Promising to hold FBI officials accountable for any misconduct related to the investigation of Hillary Clinton's emails during her time as Secretary of State, the FBI Director on Thursday said that while a new internal report made clear there were errors in judgment linked to that investigation, it did not show the FBI wrongly dealt with that politically sensitive investigation.
"This report did not find any evidence of political bias or improper considerations actually impacting the investigation that was under review," the FBI chief said, referring to the Clinton email probe, though he made clear, the actions of certain officials would be under further review.
"We're going to adhere to the appropriate disciplinary process, and once that process is complete, we won't hesitate to hold people responsible for their actions," FBI Director Wray told reporters, though he refused to name which FBI officials or agents might be under further review.
Asked to describe his reaction to the report in one word, Wray chose "disappointed."
Wray refused to identify which officials have been referred for possible disciplinary action.
The 568 page report on how the feds handled the Clinton email probe sternly rebuked former FBI Director James Comey, blasting his decision to violate Justice Department protocols, in going public several times about the Clinton email probe.
"We found that it was extraordinary and insubordinate for Comey to do so," as Inspector General Michael Horowitz rejected Comey's argument that questions about bias within the Justice Department forced him to go against FBI norms, and hold a July 5, 2016 news conference, where he detailed why no charges were filed against Clinton.
"We concluded that Comey’s unilateral announcement was inconsistent with Department policy and violated long-standing Department practice and protocol by, among other things, criticizing Clinton’s uncharged conduct," the report read.
But when it came to the question of whether Clinton should have been charged with any crimes, over her handling of classified information through her private email server while Secretary of State, the IG report found no evidence that political bias was behind that decision.
"We found no evidence that the conclusions by the prosecutors were affected by bias or other improper considerations," the report stated, saying the decisions were based on "the facts, the law, and past Department practice."
One area of concern for the IG was why the FBI did not act more quickly to check out the possibility of new leads in the email case, when a laptop belonging to ex-Rep. Anthony Weiner (D-NY) - who was married to top Clinton aide Huma Abedin - was found to contain thousands of emails involving Mrs. Clinton.
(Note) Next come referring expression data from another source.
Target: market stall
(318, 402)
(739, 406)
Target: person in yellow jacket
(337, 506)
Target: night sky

For a variety of reasons - delays in the New York Field Office, questions about how significant the find really way, a lack of a new search warrant, and the fact that some investigators were now working on the Russia investigation - it took a full month for the FBI to finally act on the matter.
"We found these explanations to be unpersuasive justifications for not acting sooner," the IG report stated, as he raised questions about bias involving FBI official Peter Strzok.
On Capitol Hill, the two parties had two very different reactions to the details of the IG probe. For Democrats it proved one thing - that Comey had wrongly gone public about Hillary Clinton's email investigation several times, while saying nothing about the Trump-Russia probe.
"Director Comey's mishandling of the publicity around the Clinton email campaign all accrued to the benefit Trump - not the other way around," said Senate Democratic Leader Charles Schumer.
"The decisions described in the report all helped Donald Trump win the election," said Rep. Jerry Nadler (D-NY). "All the errors were in Trump's favor."
Democrats also said they were told by the Inspector General that more information would be forthcoming at a later date about leaks from the New York Field Office of the FBI to President Trump's attorney, former New York City Mayor Rudy Giuliani.
"The report does not answer how he got those leaks, and Democrats are demanding answers," said House Democratic Leader Nancy Pelosi.
For Republicans, the IG report fell far short of expectations; several GOP lawmakers quickly fired off a letter demanding to see the early draft of the report.
"We are concerned that during this time, people may have changed the report in a way that obfuscates your findings," said a letter spearheaded by Rep. Andy Biggs (R-AZ), as Republicans zeroed in on new details about text messages between certain agents.
"A different FBI agent responded to the prospect of a Trump presidency by proclaiming, 'We’ll stop it,' said Rep. Darrell Issa (R-CA). "For the sake of the Republic, thank God they failed."
A key Republican, House Judiciary Committee Chair Rep. Bob Goodlatte (R-VA), announced that would have his panel subpoena Peter Strzok, accusing the Justice Department of withholding evidence.
"The Deputy Attorney General learned of these texts days before the IG report was made public while others at the DOJ or FBI learned of these texts in May of 2018," Goodlatte wrote in a letter.